How many contracts freelance creatives have – revealed
Genuinely self-employed creative freelancers can be distinguished from more casually engaged ‘gig economy’ workers by their number of contracts, an industry report suggests.
In fact, on an annual basis, about half of self-employed creatives work on between one and nine contracts, whereas an Uber driver can have up to 2,000 a year, wrote the CIF.
The driver’s contracts mostly last for less than an hour, and the yearly total assumes 260 working days with eight drives -- or contracts -- a day, says the report ‘Creative Freelancers.’
But assumptions did not have to be made by the Creative Industries Federation (CIF) for the 534 freelance creatives; they gave the exact numbers themselves in what is a revealing insight.
Forty had long-term contracts (lasting more than 12 months), 244 of them -- the biggest chunk -- executed between one and five contracts each year, and 111 had up to 10 contracts.
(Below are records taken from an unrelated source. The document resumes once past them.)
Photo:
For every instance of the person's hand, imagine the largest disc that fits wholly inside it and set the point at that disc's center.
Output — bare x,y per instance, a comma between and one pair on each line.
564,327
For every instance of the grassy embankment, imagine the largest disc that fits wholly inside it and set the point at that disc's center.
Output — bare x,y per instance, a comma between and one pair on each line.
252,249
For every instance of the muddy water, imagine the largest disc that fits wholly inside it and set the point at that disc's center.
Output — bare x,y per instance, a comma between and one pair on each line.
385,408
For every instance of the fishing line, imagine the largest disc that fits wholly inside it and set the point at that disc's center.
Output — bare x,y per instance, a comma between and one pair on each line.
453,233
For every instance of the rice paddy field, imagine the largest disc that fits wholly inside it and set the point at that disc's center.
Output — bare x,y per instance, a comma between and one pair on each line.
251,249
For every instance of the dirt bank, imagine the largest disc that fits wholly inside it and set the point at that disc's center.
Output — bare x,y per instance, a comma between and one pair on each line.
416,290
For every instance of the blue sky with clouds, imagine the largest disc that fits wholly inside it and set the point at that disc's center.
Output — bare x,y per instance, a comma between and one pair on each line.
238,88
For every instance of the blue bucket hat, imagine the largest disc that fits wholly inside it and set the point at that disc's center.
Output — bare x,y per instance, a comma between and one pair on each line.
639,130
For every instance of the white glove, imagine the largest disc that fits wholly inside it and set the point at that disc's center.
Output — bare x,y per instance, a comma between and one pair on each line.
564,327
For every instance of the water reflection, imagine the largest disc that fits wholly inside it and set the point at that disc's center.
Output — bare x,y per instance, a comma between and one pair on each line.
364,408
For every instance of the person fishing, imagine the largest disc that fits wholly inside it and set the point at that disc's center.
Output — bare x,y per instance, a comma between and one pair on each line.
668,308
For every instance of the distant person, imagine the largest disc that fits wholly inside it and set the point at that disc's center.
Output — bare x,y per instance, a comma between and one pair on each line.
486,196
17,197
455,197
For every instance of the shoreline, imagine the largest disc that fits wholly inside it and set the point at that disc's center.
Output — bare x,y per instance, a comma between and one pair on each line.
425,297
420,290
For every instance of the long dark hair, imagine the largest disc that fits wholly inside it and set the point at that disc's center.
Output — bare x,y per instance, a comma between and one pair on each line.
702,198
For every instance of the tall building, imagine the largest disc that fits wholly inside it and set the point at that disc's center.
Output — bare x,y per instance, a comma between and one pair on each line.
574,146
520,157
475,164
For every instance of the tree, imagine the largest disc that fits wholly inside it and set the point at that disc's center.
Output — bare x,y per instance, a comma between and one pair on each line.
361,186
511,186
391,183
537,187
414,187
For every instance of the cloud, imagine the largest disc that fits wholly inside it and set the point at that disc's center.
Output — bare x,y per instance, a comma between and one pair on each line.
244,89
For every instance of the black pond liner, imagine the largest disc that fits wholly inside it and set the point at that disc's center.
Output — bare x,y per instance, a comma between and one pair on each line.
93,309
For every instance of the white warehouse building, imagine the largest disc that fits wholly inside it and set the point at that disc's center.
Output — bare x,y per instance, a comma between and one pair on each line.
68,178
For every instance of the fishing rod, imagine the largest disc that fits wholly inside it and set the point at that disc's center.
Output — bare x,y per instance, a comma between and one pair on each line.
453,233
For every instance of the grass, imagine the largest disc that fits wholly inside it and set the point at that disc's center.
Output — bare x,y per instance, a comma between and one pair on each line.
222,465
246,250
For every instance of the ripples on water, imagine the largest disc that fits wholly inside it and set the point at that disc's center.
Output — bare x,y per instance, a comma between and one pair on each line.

“Some take these jobs alongside part-time employment, others combine different sorts of freelance work,” CIF said. “Teaching alongside practice was a particularly common combination”.
Some of the self-employed creatives who were quizzed could be described as ‘speculative freelancers’ as they submit finished work to clients “in the hope or expectation” that it will be paid for.
Journalists, musicians, craft sector creatives and other freelancers who, on top of creating work in the hope of a sale, also take on commissions directly for clients, are examples the CIF pointed to.
Specifically, “anxiety about where the next piece of work might come from” has been identified among freelance producers, said the federation, citing a study by the University of Westminster.